Data visualizations (like charts, graphs, infographics, and more) give businesses a valuable way to communicate important information at a glance, but what if your raw data is text-based? If you want a stunning visualization format to highlight important textual data points, using a word cloud can make dull data sizzle and immediately convey crucial information.

Word clouds (also known as text clouds or tag clouds) work in a simple way: the more a specific word appears in a source of textual data (such as a speech, blog post, or database), the bigger and bolder it appears in the word cloud.

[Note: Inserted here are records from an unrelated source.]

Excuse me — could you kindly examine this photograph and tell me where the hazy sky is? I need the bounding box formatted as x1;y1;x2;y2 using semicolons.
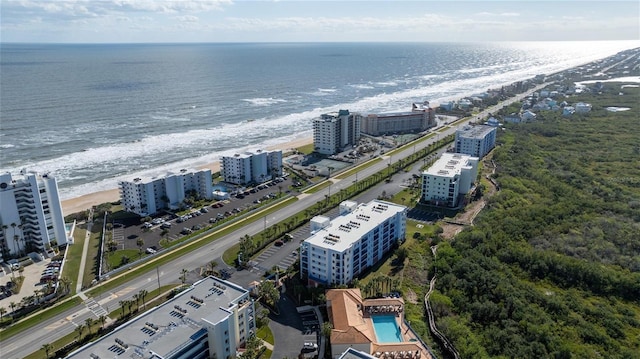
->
0;0;640;43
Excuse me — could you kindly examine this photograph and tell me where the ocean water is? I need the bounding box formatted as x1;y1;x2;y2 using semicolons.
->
0;42;637;199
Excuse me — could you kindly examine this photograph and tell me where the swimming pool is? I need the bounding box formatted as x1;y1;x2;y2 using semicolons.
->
371;315;402;343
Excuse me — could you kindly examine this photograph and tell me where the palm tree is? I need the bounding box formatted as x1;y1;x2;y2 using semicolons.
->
180;268;189;285
98;315;107;329
136;237;144;257
118;300;127;318
206;260;218;275
40;343;53;359
18;222;27;253
60;277;71;294
75;324;84;341
138;289;149;310
84;317;93;335
322;322;333;338
11;223;20;255
9;302;16;317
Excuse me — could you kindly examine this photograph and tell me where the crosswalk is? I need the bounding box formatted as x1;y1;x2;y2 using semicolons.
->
84;298;109;318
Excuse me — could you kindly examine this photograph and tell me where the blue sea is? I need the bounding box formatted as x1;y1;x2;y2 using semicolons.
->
0;42;637;199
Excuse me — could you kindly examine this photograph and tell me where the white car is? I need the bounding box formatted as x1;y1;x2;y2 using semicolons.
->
302;343;318;350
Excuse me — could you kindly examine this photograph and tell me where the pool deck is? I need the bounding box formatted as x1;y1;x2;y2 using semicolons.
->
326;289;432;359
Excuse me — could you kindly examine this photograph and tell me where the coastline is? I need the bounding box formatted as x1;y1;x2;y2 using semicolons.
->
61;137;313;215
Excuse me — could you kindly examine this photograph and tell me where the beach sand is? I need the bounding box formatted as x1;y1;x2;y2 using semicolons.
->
62;137;313;215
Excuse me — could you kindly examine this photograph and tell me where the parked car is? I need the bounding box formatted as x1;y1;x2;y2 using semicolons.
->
302;343;318;350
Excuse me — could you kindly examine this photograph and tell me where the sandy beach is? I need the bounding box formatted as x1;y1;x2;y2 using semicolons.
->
62;137;313;215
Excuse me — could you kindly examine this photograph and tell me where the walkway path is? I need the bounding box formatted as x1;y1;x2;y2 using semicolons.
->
76;209;93;293
424;245;460;359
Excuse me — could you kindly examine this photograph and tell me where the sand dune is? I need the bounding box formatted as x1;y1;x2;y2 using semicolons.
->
62;138;313;215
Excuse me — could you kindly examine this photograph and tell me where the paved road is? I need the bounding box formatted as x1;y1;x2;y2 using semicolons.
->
0;84;545;359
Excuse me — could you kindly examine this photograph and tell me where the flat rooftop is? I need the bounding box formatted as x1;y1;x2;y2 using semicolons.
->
423;153;472;177
68;277;250;358
120;168;206;184
456;125;496;138
305;200;407;252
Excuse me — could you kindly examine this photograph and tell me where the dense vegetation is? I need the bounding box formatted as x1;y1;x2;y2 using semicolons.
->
432;85;640;358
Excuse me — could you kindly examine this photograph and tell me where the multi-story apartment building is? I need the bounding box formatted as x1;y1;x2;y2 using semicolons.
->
361;101;436;136
313;110;362;155
0;173;72;262
421;153;478;207
68;277;256;359
119;169;213;216
221;150;282;185
300;200;407;285
455;125;496;158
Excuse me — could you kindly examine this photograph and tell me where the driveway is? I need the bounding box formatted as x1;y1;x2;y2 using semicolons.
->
269;294;316;358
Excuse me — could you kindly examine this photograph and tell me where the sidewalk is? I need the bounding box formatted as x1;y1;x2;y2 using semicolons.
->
76;208;93;300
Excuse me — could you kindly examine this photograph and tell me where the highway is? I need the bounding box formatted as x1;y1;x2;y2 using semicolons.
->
0;84;548;359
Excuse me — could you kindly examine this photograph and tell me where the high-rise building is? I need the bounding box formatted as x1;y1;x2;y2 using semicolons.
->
300;200;407;285
119;169;213;216
0;173;72;262
221;150;282;185
421;153;478;207
67;277;256;359
361;101;436;136
313;110;362;155
455;125;496;158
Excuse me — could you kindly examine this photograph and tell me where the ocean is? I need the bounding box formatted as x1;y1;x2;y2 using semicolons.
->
0;42;637;199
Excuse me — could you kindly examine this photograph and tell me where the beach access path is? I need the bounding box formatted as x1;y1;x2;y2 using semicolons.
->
0;83;549;358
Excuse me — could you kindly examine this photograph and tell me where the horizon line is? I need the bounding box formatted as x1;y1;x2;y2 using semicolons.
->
0;39;640;45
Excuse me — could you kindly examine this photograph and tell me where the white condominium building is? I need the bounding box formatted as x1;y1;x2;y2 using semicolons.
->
421;153;478;207
67;277;256;359
119;169;213;216
300;200;407;285
456;125;496;158
361;101;436;136
221;150;282;185
0;173;71;262
313;110;362;155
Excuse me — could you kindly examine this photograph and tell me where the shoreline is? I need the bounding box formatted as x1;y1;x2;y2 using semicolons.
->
60;137;313;216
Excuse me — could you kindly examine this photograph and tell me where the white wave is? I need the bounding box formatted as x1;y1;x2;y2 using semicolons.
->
10;44;640;199
349;84;375;90
242;97;287;106
376;81;398;87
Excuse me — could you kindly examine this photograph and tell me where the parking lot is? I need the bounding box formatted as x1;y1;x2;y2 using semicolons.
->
0;259;57;313
107;177;297;270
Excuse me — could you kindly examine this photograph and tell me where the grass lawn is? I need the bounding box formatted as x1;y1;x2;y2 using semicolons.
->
108;249;140;269
335;157;382;179
25;285;175;359
0;297;82;340
303;181;331;193
256;325;275;344
62;226;87;295
82;228;102;288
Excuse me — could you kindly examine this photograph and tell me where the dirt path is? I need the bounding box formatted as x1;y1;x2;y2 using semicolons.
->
440;153;498;240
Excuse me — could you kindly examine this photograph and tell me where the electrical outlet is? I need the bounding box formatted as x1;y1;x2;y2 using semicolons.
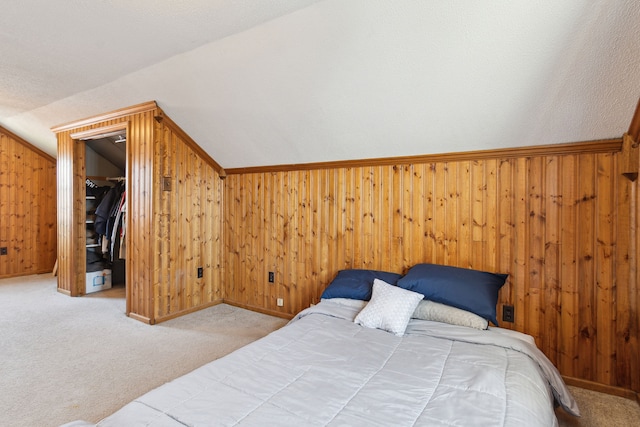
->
502;305;515;322
162;176;171;191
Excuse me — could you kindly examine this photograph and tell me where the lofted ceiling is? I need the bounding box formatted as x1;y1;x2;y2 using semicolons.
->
0;0;640;168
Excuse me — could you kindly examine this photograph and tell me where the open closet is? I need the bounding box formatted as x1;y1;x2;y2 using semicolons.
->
84;130;127;293
52;101;226;324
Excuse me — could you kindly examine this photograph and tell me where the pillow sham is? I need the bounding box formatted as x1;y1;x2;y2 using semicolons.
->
353;279;422;337
320;269;402;301
396;264;508;325
411;299;489;330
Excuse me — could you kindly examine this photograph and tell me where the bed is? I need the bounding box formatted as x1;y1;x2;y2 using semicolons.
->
66;266;579;427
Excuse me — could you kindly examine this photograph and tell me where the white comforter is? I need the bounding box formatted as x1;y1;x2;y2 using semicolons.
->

A word cloud is a collection, or cluster, of words depicted in different sizes. The bigger and bolder the word appears, the more often it’s mentioned within a given text and the more important it is.

In [None]:
import os
for dirname, _, filenames in os.walk('/kaggle/input'):
    for filename in filenames:
        print(os.path.join(dirname, filename))

In [None]:
c_mask = np.array(Image.open('/kaggle/input/mask-images/comment_image.png'))

wc = WordCloud(
    background_color='white', 
    max_words=200, 
    mask=c_mask,
)
wc.generate(' '.join(text for text in message_data.loc[message_data['Spam/Not_Spam'] == 'ham', 'message']))
plt.figure(figsize=(18,10))
plt.title('Top words for HAM messages', 
          fontdict={'size': 22,  'verticalalignment': 'bottom'})
plt.imshow(wc)
plt.axis("off")
plt.show()

In [None]:
c_mask = np.array(Image.open('/kaggle/input/mask-images/comment_image.png'))

wc = WordCloud(
    background_color='white', 
    max_words=200, 
    mask=c_mask,
)
wc.generate(' '.join(text for text in message_data.loc[message_data['Spam/Not_Spam'] == 'spam', 'message']))
plt.figure(figsize=(18,10))
plt.title('Top words for SPAM messages', 
          fontdict={'size': 22,  'verticalalignment': 'bottom'})
plt.imshow(wc)
plt.axis("off")
plt.show()